Currently the command is comprised of the Navy’s Marine Security Expeditionary Squadron 4 and the Coast Guard’s Port Security Unit 305. As part of the joint task group – made up of more than 190 personnel – the seaward security department is responsible for vessel escorts and force protection for assigned assets, U.S. personnel or combat critical cargo.
Cupples hit the ground running before his unit was even in the region as part of PSU 305’s advance party team. Arriving before the rest of the unit, he assisted the executive officer in assessing mission requirements and drafting both a joint concept of operations and mission guidelines for the new CTG 56.5 command.
The 54-member PSU 305 boat detachment, a component of the seaward security department, operates under the leadership of Cupples.
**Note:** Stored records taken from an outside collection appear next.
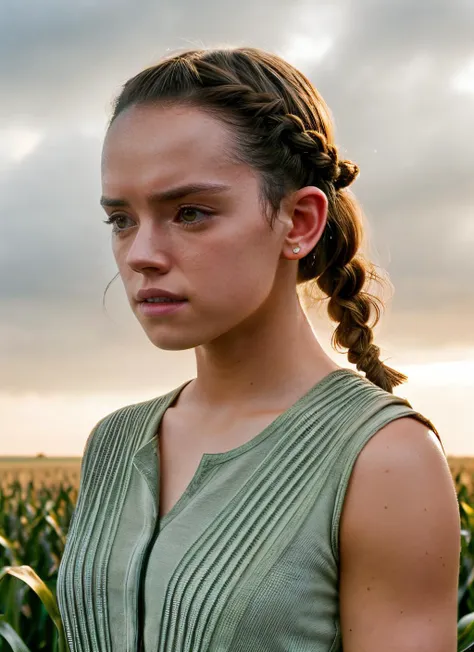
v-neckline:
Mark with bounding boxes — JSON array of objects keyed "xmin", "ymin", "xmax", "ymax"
[
  {"xmin": 150, "ymin": 367, "xmax": 356, "ymax": 459},
  {"xmin": 137, "ymin": 367, "xmax": 358, "ymax": 527}
]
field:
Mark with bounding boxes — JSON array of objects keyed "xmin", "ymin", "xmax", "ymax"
[
  {"xmin": 449, "ymin": 457, "xmax": 474, "ymax": 494},
  {"xmin": 1, "ymin": 456, "xmax": 474, "ymax": 651},
  {"xmin": 0, "ymin": 455, "xmax": 471, "ymax": 494},
  {"xmin": 1, "ymin": 454, "xmax": 473, "ymax": 485},
  {"xmin": 0, "ymin": 458, "xmax": 81, "ymax": 489}
]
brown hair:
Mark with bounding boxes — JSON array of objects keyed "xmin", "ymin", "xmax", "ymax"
[{"xmin": 105, "ymin": 46, "xmax": 408, "ymax": 393}]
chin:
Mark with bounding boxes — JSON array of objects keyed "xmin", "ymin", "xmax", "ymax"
[{"xmin": 144, "ymin": 330, "xmax": 206, "ymax": 352}]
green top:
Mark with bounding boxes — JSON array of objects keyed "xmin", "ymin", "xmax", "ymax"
[{"xmin": 57, "ymin": 367, "xmax": 443, "ymax": 652}]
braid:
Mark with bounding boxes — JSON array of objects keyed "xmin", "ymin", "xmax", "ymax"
[
  {"xmin": 267, "ymin": 114, "xmax": 338, "ymax": 183},
  {"xmin": 262, "ymin": 113, "xmax": 408, "ymax": 393},
  {"xmin": 108, "ymin": 46, "xmax": 409, "ymax": 393},
  {"xmin": 318, "ymin": 258, "xmax": 408, "ymax": 393},
  {"xmin": 265, "ymin": 114, "xmax": 360, "ymax": 193},
  {"xmin": 301, "ymin": 187, "xmax": 408, "ymax": 393}
]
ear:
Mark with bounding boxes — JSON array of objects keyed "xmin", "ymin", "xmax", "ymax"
[{"xmin": 280, "ymin": 186, "xmax": 328, "ymax": 259}]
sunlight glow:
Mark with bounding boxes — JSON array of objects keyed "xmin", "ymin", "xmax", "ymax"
[
  {"xmin": 399, "ymin": 359, "xmax": 474, "ymax": 387},
  {"xmin": 1, "ymin": 357, "xmax": 473, "ymax": 457},
  {"xmin": 282, "ymin": 35, "xmax": 332, "ymax": 68},
  {"xmin": 452, "ymin": 57, "xmax": 474, "ymax": 95},
  {"xmin": 0, "ymin": 127, "xmax": 43, "ymax": 162}
]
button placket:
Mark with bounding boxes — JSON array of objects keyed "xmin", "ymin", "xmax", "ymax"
[{"xmin": 190, "ymin": 458, "xmax": 209, "ymax": 490}]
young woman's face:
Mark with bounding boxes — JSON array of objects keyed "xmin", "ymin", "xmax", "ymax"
[{"xmin": 101, "ymin": 104, "xmax": 295, "ymax": 351}]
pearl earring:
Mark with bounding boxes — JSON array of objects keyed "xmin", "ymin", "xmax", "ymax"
[{"xmin": 292, "ymin": 245, "xmax": 301, "ymax": 254}]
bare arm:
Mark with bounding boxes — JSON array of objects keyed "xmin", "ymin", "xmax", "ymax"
[{"xmin": 339, "ymin": 417, "xmax": 461, "ymax": 652}]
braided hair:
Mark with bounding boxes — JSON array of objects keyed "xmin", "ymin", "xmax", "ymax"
[{"xmin": 107, "ymin": 46, "xmax": 408, "ymax": 393}]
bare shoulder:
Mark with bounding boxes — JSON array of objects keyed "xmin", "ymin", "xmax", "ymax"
[{"xmin": 339, "ymin": 417, "xmax": 461, "ymax": 652}]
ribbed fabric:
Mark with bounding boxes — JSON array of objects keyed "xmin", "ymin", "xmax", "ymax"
[{"xmin": 57, "ymin": 367, "xmax": 444, "ymax": 652}]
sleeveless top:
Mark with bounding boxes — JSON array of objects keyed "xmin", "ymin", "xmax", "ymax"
[{"xmin": 57, "ymin": 367, "xmax": 444, "ymax": 652}]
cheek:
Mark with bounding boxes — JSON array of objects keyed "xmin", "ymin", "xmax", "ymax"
[{"xmin": 191, "ymin": 244, "xmax": 276, "ymax": 310}]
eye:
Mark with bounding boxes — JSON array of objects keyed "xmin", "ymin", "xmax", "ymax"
[
  {"xmin": 102, "ymin": 206, "xmax": 212, "ymax": 233},
  {"xmin": 176, "ymin": 206, "xmax": 212, "ymax": 228},
  {"xmin": 102, "ymin": 214, "xmax": 133, "ymax": 232}
]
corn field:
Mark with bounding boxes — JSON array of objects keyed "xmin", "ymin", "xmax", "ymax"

After taking over the boat detachment, Cupples worked to qualify as both a patrol leader and seaward security watch officer.
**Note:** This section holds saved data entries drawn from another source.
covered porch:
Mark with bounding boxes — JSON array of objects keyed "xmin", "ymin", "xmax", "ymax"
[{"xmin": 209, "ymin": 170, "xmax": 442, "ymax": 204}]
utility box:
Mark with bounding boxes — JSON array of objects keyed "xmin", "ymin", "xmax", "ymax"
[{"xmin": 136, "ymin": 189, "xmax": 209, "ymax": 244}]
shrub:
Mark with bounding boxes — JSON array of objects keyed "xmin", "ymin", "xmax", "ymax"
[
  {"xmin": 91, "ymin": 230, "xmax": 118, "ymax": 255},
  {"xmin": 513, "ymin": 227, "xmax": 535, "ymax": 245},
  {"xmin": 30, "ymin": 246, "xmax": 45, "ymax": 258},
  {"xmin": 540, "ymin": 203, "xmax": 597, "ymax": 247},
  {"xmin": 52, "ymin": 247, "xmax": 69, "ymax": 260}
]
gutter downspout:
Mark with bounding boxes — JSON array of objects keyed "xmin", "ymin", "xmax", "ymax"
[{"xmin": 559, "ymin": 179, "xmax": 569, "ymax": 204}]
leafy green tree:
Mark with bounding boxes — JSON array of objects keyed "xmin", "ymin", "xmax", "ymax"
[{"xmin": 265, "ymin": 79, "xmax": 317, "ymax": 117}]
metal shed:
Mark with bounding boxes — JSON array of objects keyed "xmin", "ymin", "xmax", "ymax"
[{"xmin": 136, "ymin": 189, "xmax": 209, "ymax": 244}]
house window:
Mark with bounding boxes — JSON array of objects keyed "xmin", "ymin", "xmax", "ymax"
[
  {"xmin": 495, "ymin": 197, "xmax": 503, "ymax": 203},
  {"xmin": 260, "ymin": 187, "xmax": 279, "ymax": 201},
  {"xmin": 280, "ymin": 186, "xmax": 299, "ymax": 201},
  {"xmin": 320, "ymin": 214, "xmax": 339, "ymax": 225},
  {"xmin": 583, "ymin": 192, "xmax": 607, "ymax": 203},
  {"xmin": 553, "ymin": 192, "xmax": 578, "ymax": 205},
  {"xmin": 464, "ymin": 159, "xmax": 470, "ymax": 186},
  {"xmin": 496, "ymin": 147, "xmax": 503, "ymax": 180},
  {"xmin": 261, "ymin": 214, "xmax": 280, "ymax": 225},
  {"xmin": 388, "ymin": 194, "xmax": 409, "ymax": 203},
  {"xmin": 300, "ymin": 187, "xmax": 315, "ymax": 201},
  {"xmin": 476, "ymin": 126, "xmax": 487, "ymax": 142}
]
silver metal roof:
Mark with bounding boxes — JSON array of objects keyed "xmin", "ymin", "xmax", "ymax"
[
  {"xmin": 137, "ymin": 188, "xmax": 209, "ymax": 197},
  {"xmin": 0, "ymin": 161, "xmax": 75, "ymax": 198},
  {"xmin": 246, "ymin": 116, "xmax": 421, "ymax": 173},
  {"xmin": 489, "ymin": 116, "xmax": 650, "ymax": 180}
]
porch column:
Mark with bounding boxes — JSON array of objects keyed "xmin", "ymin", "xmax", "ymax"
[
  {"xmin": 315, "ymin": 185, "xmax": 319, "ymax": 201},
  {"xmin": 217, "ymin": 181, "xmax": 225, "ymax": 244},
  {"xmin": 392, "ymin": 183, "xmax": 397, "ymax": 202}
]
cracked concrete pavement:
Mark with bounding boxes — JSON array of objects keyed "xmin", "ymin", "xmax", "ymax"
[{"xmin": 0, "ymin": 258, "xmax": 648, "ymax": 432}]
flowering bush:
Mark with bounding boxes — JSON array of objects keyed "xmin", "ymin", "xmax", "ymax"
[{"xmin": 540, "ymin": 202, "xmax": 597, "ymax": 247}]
“As the first Coast Guard member of our task group to qualify as a Navy patrol leader, he definitely set the bar for both Coast Guard and Navy to follow as more members sit for their qualification board,” said Cmdr. Michael J. Ferullo, commanding officer of PSU 305.
Setting the example himself, Cupples strives for excellence in the boat detachment to include constant weapons training, formulating joint Navy and Coast Guard watches, drafting mission briefs and maintaining the unit’s training records.
Cupples also enhanced the mission for the entire task group as he improved CTG 56.5 standing orders related to tactical craft operations and navigation. These improvements came into play during several high-profile missions such as the Army’s Task Force Vulcan ammunition resupply operation and the protection of the United Kingdom’s newest warship, HMS Daring.
He also uses his wealth of knowledge and experience and combines it with an innate way of teaching that makes people just want to succeed. He knows that to get the mission done you also have to take care of your people. Many of the unit’s younger members are on their first deployment; acutely aware of this fact, Cupples maintains a constant vigil over them, checking on both their personal and professional well-being.
“BMC is the kind of leader that every commanding officer hopes and prays to have at their unit,” said Ferullo. “He is one of those people that when a problem comes up, as a commanding officer you think, ‘Ok, don’t have to worry about this because chief’s on it.’”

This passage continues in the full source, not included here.